In March 2014 the first official cases of Ebola were reported in Guinea and Liberia. Nine months on, the outbreak has escalated to the most severe in the disease’s history, claiming over 6000 deaths. Until 2014, there were just over 1000 recorded cases in forty years. It is therefore hardly surprising Ebola was off the drug industry’s radar. The current crisis in West Africa has highlighted the challenge of developing new pharmaceuticals for neglected tropical diseases.
The first known outbreak of Ebola occurred in Zaire (Democratic Republic of Congo) in 1976. Ebola causes flu-like symptoms, followed by haemorrhagic fever and multiple organ failure. Spread by contact with an infected person’s bodily fluids, health workers are particularly exposed to infection – a problem made worse as the countries affected have some of the lowest supply of doctors per 100,000 population. With the number of cases doubling rapidly, and in the absence of proven vaccines or antiviral therapies, treatment has focussed on outbreak control measures – surveillance, quarantine, safe burials, and public health education. Mortality rates in previous outbreaks were between 80 and 90%; today, with better sanitation, mortality in the current outbreak is estimated at around 40%.

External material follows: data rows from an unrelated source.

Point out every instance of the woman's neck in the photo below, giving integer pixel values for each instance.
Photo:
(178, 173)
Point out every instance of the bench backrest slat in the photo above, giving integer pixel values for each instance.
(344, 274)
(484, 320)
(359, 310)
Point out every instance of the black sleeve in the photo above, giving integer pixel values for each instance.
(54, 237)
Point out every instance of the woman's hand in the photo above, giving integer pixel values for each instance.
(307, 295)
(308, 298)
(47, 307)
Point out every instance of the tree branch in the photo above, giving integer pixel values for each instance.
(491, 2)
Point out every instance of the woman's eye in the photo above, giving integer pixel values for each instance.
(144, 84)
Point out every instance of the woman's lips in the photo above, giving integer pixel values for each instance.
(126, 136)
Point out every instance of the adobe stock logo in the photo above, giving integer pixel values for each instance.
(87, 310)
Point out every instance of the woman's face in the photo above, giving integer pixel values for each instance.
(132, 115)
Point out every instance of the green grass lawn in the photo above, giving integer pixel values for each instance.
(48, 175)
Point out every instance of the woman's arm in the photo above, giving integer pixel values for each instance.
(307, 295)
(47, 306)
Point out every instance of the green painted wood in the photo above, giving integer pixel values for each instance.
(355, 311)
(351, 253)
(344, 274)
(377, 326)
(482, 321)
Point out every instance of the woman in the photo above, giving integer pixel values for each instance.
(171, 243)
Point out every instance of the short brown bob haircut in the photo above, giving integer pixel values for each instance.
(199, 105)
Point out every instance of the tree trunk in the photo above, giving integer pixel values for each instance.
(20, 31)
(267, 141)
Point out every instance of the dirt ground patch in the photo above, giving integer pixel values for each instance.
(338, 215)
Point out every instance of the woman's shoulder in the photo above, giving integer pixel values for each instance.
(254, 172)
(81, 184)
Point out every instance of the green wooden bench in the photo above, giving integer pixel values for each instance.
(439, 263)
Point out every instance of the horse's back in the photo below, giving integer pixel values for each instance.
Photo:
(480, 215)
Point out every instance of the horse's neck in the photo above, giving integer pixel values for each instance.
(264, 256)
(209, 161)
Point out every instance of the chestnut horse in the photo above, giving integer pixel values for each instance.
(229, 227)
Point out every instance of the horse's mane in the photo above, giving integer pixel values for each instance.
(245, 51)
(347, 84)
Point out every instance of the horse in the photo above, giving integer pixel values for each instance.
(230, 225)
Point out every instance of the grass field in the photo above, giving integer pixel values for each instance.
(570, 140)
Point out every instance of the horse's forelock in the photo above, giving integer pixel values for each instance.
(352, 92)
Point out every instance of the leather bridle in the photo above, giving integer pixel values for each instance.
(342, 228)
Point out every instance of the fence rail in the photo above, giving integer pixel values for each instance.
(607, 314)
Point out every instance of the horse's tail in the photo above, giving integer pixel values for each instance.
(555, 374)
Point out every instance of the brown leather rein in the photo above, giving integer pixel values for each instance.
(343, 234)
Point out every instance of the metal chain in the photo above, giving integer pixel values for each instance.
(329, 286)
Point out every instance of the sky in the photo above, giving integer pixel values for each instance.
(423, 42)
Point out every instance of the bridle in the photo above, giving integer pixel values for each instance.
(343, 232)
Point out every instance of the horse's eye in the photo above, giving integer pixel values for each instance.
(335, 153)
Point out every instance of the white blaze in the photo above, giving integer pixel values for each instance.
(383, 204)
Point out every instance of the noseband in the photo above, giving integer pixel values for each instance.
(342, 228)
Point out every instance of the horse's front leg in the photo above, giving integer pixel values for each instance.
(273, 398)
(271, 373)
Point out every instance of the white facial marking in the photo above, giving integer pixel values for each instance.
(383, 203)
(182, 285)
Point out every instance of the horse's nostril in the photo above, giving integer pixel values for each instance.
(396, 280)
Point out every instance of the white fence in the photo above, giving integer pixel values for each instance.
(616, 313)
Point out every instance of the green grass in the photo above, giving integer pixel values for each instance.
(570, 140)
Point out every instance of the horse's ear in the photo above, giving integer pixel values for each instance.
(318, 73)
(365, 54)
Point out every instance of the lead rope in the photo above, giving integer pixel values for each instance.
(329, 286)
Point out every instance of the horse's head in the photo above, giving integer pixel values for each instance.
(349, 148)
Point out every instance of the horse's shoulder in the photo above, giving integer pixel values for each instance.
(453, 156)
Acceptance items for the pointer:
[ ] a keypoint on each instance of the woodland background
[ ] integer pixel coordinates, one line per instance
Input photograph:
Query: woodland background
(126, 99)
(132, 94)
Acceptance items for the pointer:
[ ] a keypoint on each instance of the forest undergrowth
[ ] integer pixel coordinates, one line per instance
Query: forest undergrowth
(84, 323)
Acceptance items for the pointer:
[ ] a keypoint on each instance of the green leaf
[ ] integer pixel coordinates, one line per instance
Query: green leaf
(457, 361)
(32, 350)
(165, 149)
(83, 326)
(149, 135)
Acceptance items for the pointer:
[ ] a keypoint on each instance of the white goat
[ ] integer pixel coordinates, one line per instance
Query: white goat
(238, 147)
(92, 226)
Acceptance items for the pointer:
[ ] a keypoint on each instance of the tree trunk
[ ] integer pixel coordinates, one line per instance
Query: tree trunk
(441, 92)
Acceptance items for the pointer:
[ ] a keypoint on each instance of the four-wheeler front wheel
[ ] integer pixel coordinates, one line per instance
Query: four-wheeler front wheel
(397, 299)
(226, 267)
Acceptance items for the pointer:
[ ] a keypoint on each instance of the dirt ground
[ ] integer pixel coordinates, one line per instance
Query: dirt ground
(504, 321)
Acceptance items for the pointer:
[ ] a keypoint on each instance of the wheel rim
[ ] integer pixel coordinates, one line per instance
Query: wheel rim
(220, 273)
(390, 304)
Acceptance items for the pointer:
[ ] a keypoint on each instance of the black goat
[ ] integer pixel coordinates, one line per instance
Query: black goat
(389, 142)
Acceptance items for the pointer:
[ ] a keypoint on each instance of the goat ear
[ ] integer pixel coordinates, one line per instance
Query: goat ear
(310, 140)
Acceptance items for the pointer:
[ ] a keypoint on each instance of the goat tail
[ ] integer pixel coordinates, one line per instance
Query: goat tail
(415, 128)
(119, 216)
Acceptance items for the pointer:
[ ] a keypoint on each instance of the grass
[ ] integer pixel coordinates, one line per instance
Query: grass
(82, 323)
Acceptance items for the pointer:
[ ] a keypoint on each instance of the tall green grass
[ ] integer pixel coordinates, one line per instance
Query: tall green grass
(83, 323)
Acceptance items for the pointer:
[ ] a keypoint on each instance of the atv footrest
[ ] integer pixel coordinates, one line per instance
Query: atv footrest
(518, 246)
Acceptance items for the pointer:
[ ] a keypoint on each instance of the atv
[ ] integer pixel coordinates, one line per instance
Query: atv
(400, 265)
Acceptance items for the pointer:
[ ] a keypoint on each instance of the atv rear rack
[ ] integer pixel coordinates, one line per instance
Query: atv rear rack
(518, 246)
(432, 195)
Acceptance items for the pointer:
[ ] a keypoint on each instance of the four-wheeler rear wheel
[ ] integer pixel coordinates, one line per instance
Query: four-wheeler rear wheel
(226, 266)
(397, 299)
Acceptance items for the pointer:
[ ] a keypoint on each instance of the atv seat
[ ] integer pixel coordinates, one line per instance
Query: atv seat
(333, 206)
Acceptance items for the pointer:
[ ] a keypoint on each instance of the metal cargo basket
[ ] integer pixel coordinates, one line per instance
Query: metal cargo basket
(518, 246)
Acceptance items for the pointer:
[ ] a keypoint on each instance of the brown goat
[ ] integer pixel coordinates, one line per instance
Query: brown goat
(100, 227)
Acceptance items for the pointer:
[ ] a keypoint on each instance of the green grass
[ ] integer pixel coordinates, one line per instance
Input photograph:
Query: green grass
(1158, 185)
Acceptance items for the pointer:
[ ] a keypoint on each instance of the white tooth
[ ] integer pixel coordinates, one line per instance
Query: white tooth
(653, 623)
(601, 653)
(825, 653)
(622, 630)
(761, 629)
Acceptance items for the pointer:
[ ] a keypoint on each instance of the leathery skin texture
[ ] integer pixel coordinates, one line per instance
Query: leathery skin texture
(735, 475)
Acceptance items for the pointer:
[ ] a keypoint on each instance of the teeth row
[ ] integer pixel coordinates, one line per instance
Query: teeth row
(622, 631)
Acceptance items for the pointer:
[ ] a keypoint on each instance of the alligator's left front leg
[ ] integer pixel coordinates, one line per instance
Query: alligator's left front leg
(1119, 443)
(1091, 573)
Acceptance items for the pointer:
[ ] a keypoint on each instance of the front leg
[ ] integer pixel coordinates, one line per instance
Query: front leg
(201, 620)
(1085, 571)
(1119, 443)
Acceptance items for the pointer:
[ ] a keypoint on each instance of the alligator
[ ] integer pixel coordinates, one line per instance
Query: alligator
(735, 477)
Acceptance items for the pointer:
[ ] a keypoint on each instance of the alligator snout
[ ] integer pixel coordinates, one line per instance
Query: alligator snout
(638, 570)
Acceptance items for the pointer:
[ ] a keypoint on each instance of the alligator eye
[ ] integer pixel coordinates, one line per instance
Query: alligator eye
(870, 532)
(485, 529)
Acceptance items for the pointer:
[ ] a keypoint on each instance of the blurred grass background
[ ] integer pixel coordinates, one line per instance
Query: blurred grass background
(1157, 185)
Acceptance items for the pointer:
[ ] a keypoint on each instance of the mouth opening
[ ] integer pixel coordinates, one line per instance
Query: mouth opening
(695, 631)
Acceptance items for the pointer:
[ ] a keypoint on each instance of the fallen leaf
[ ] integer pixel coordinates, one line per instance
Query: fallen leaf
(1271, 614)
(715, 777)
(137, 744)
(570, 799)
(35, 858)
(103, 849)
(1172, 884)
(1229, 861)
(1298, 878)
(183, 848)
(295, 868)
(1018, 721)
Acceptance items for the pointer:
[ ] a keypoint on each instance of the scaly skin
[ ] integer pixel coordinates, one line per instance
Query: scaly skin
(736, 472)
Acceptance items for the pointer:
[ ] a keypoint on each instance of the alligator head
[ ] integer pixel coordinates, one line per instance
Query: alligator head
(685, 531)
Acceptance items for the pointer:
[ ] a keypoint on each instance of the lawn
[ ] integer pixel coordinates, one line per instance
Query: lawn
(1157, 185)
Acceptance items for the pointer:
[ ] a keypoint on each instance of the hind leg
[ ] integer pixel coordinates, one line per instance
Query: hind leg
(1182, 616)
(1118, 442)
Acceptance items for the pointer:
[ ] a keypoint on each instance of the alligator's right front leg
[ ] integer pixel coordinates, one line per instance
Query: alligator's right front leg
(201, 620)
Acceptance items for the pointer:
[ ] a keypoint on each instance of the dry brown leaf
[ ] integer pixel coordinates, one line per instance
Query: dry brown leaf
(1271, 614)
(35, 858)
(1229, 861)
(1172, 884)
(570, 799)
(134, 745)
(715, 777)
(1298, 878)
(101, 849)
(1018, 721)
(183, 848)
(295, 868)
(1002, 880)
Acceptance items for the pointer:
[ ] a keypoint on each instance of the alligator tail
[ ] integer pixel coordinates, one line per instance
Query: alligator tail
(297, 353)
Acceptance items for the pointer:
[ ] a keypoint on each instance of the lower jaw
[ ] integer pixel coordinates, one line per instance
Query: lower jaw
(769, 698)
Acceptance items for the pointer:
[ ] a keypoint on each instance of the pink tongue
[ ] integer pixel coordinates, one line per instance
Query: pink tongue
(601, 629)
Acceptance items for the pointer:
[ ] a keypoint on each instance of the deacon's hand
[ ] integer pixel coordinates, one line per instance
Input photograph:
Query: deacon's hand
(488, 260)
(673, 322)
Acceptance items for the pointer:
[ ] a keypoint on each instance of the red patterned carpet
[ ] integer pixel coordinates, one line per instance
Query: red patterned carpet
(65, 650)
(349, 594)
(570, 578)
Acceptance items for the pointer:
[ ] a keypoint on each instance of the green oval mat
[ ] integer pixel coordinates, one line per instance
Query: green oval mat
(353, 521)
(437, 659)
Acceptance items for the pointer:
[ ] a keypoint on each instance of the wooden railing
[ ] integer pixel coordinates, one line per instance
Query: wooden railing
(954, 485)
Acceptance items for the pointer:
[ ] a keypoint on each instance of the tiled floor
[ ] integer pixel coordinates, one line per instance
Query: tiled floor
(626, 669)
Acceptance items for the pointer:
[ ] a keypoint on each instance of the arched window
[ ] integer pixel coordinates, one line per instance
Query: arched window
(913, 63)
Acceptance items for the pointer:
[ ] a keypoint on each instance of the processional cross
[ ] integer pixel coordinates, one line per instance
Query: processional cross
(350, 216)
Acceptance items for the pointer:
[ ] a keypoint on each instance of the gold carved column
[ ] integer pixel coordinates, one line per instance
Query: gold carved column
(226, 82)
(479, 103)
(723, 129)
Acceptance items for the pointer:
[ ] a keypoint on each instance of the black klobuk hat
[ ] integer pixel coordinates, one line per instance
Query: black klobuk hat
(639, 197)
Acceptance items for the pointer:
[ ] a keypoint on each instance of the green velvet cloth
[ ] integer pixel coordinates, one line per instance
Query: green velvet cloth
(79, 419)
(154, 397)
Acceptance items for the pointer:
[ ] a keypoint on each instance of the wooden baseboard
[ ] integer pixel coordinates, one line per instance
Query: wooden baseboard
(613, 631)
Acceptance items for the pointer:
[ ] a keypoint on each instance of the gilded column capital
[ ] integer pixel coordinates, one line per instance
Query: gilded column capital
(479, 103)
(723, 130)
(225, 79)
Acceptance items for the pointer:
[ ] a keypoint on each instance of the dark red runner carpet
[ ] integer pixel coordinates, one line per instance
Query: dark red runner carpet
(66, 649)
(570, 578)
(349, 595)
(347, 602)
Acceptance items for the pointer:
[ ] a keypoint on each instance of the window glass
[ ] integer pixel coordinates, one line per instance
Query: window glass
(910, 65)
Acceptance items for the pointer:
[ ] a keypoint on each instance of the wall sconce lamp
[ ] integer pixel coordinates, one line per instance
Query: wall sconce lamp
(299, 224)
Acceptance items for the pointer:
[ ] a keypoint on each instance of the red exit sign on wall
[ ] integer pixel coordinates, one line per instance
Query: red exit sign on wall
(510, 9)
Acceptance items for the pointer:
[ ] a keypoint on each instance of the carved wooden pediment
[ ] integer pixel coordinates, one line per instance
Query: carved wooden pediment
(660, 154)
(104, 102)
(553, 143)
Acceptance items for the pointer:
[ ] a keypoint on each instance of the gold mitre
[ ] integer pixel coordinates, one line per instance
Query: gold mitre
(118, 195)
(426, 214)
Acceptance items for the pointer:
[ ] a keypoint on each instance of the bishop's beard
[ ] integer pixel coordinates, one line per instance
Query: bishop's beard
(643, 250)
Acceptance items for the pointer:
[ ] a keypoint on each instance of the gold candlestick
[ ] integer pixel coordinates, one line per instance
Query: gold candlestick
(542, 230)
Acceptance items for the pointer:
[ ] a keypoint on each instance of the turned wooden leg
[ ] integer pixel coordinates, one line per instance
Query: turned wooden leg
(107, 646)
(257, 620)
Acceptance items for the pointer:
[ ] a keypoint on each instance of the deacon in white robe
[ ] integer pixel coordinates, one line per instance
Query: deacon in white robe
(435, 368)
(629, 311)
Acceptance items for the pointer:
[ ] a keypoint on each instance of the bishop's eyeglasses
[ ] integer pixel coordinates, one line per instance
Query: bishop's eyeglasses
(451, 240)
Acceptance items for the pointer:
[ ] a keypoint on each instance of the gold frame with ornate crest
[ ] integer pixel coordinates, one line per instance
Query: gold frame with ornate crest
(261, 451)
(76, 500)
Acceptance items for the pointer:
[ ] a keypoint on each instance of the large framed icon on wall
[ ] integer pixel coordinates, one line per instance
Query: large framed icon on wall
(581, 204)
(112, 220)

The unprecedented spread of Ebola across West Africa has been exacerbated by a lack of treatments or vaccines. Drug development is a slow, expensive, bureaucratic process, often taking up to 15 years for an initial breakthrough to culminate in a product approved for human use. Huge financial investment is needed in the search for new drugs or vaccines – and most attempts do not succeed. When a product breaks through to market, it is priced to recover the losses of previous failed attempts. The ‘ideal’ drug for a pharmaceutical company to produce will regularly treat a large number of people in rich countries, where individuals have strong purchasing power or substantial health insurance. Ebola outbreaks occur intermittently, affecting a relatively small number of people in some of the world’s poorest countries. There is a lack of incentive for pharmaceutical companies to invest in products exclusively used by countries which lack the ability to pay for them. As a consequence, only 1% of the treatments developed between 1975 and 1999 were for tropical diseases.
Ebola affects the bottom billion – poor people in poor regions. Guinea spent $32 per person on healthcare in 2012, compared with $3,647 per person in the UK or $8,895 per person in USA. It is clear that without international aid, the affected nations could never afford the vaccines, should they become available. NGOs providing frontline medical assistance, such as Médecins Sans Frontières, Red Cross, and UNICEF, have seen a large surge in donations. Governments have also stepped up: USA has contributed more than $450 million to the UN’s main Ebola relief fund, and the European Commission is contributing €140M to Ebola research, matching funds from drug companies. Calls for a contingency fund to prevent other outbreaks, and long-term funding to improve health systems have been welcomed, however whether the financial commitment from governments will endure past this current outbreak remains to be seen.
Ebola vaccines are unlikely to ever make a large profit. Instead, drug companies act on political pressure and moral incentives – the social value of curtailing the epidemic is much larger than the private value of selling the vaccine. As a public awareness of the humanitarian problem grows, each pharmaceutical company is responsive to the positive publicity they could gain if their vaccine succeeds. Their reputations are also at stake, if vaccines are rushed into production which later prove to be ineffective or lead to serious adverse events.
Although initially slow to respond to the crisis, in August 2014 World Health Organisation (WHO) ordered an unprecedented acceleration of normal drug development processes. Three front runners have emerged. GSK’s vaccine is based on a chimpanzee cold virus called ChAd3. Their Phase I trial in US has reported positive preliminary results, with further trials ongoing in UK, Mali and Switzerland. Stage II and III trials will run concurrently in early 2015. Johnston and Johnston are also developing a vaccine, and Merck is a late entrant to the market, having recently acquired the licence for experimental Ebola vaccine created by smaller bio-tech firm NewLink. The companies have shown willingness to work together to find the best combination of treatments, whilst regulators are drawing up guidelines on how much data they require to approve vaccines at this accelerated speed, without compromising safety, scientific rigour or ethics. Vaccines are expected to cost around $100 per dose, funded by government agencies and NGOs.
Whether an effective Ebola vaccine is developed or not, this will almost certainly not be the last outbreak of a neglected tropical disease. Cheaper air travel means outbreaks which once remained localised can now spread across the global very quickly. Had a vaccine been available before the first few cases, the outbreak could have easily been curtailed. If or when an effective vaccine for Ebola is developed, it will likely be stockpiled in preparation for future outbreaks. But the real test is with the drug development process itself: can pharmaceutical companies and regulators work together to produce a safe, effective vaccine with record speed and efficiency? Can international aid organisations and governments develop a new finance mechanism which will better protect some of the world’s poorest people from the next infectious disease crisis? And will the current media spotlight on this humanitarian crisis mean other tropical diseases will be neglected no longer?